Bloomberg reported this week that initial public offerings in the Middle East had enjoyed their best first-half ever this year, with total proceeds at $11.4 billion over the first five months of 2022. Petrochemical company Borouge, which is listed on the Abu Dhabi exchange, raised $2 billion.

It appears that while it may not be trendy in Western Europe or North America, the oil and gas industry is still quite attractive in the biggest producing region in the world.

“IPOs have held up very well in the GCC due to high interest from international and regional investors in recent offerings and in the upcoming [equity capital markets] pipeline,” Rudi Saadi, head of MENA equity capital markets at Citi, told Bloomberg.

“We’ve seen continuous net foreign inflows across all GCC exchanges, even during the recent selloff, a sign that foreign investors are buying this market despite the global volatility,” Saadi added.

Meanwhile, in Europe and North America, inflation fears remain substantial, energy prices remain higher than any government would like them to be, and stock markets are not doing so well.

In the Gulf, Dubai’s biggest utility - Dubai Electricity and Water Authority - raised $6.1 billion when it went public earlier this year, becoming the largest company on the Dubai exchange. The IPO was well oversubscribed, too, with investors placing orders worth $86 billion in total.

Related: Citi: Oil Is Overvalued By $50 Per Barrel

The World Bank has estimated that the Gulf economies could expand by 5.2 percent this year, in large part thanks to higher oil prices. The war in Ukraine is also helping to boost the Gulf economies’ GDPs.

“As major hydrocarbon exporters, GCC countries may also benefit from changes in the energy markets brought about by the war in Ukraine,” the World Bank said in a recent report. “These countries may see strong fiscal and external surpluses, which could help spur consumer confidence and investments.”

The WB’s regional director for GCC noted that despite these positive developments for the Gulf economies, they need to commit to net zero and start reorienting their economies towards a less hydrocarbon-dependent model.

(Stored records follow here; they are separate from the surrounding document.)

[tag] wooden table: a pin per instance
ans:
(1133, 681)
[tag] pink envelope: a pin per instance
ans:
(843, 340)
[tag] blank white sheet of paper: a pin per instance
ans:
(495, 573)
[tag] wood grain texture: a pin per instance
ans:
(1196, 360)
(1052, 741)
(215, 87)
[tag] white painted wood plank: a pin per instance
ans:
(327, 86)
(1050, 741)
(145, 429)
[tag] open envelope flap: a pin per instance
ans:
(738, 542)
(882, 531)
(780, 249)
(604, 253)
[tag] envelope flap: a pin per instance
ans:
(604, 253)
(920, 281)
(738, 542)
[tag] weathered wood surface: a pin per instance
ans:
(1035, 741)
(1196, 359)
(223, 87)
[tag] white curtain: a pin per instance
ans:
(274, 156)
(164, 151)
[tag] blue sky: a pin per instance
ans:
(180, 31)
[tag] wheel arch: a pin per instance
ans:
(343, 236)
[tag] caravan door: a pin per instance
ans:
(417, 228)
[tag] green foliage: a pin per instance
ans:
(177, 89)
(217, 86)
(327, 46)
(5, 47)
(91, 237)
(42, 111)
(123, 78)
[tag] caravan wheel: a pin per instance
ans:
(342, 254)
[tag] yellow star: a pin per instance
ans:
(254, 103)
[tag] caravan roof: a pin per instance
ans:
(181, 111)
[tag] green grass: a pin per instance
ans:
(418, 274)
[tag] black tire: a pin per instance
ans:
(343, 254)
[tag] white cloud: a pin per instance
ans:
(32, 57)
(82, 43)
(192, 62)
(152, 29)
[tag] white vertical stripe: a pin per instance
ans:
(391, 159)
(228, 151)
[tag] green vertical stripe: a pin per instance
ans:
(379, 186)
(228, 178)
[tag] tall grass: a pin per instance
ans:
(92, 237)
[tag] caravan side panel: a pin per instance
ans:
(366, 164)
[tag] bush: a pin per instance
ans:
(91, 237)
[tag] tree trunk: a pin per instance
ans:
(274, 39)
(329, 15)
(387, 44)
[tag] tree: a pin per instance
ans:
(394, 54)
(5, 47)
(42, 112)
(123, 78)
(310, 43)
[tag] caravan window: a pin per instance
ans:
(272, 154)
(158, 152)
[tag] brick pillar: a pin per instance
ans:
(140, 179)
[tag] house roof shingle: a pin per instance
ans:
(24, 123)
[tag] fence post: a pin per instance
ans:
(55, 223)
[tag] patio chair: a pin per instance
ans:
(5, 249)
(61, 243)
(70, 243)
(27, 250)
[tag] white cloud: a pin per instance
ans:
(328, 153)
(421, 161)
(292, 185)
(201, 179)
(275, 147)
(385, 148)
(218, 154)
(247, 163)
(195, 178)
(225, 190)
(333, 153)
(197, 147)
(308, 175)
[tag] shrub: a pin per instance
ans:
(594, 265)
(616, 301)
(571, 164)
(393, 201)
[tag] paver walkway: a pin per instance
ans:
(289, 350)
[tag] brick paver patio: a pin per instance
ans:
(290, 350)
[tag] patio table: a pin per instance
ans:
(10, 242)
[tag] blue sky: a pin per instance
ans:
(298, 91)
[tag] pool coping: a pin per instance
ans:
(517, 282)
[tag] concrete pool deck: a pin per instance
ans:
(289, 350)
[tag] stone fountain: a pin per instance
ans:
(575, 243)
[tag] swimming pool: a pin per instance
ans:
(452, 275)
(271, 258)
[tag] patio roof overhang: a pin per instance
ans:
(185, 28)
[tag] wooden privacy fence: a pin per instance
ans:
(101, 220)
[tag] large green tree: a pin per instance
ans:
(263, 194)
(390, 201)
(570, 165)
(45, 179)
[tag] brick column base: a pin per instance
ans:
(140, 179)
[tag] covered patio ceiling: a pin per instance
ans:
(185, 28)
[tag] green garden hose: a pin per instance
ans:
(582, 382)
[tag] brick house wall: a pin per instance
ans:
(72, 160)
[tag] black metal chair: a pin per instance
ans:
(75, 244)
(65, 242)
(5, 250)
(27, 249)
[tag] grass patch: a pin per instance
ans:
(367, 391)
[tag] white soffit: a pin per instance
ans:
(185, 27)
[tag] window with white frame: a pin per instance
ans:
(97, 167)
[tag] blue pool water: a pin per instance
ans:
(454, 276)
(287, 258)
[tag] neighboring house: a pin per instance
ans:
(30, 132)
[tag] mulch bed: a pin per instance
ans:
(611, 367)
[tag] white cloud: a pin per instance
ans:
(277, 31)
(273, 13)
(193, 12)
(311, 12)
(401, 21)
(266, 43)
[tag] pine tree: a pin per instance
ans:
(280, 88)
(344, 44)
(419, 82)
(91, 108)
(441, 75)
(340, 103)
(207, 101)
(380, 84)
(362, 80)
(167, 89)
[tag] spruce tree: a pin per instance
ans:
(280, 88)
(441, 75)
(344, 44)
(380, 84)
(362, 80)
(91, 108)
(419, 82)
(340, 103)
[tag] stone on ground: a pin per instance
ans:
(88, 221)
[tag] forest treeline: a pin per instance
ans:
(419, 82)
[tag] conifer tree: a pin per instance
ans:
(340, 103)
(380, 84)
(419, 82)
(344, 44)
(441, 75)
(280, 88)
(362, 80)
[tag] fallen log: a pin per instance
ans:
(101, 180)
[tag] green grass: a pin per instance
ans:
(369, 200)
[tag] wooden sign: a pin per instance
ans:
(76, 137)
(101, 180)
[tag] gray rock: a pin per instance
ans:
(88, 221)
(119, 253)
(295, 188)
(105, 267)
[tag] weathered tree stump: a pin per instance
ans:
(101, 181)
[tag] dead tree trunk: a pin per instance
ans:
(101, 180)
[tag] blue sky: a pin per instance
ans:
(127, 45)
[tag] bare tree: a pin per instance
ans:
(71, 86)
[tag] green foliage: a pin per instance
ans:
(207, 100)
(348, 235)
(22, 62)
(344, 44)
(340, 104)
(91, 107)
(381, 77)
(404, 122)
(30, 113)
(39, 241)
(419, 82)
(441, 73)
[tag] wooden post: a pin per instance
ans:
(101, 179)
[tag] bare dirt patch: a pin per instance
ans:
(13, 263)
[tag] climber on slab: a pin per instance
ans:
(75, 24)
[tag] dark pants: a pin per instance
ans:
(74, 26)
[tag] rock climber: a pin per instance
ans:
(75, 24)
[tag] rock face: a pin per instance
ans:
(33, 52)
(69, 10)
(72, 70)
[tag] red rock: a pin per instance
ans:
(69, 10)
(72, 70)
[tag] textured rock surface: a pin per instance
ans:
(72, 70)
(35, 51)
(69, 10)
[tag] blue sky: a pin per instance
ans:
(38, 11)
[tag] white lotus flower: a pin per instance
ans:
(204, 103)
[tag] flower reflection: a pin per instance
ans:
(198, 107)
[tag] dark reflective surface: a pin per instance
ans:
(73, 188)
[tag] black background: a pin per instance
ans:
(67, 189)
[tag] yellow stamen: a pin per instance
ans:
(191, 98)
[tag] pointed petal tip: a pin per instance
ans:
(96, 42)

According to him, if they fail to do so, they stand to lose oil revenues over the coming decades.

It seems, however, that the oil kingdoms are already diversifying. According to a report by Strategy & Middle East, a consultancy, the Gulf economies are expanding in the digital economy space and, with the right policies in place, they could see their combined GDP grow by $255 billion by 2030, with Saudi Arabia alone contributing $19 billion, Arab News reported this week.

“As the regional economy transitions to being led by digital disruptors, the digital economy could increase its contribution to regional GDP potentially by $30 billion over the next five years, from $169 billion to $204 billion,” Tarek El Zein, partner at Strategy & Middle East told Arab News.

The last two oil market downturns seem to have taught the Gulf states an important lesson in diversification. However, they also seem determined to do as much as they with their oil and gas reserves while there is still quite strong demand for them. And the demand is there, although OPEC just cut its oil demand estimate for this year by 200,000 bpd to 3.4 million bpd. Because even if demand weakens, supply will remain tight, and will likely keep prices above $100 for quite a while.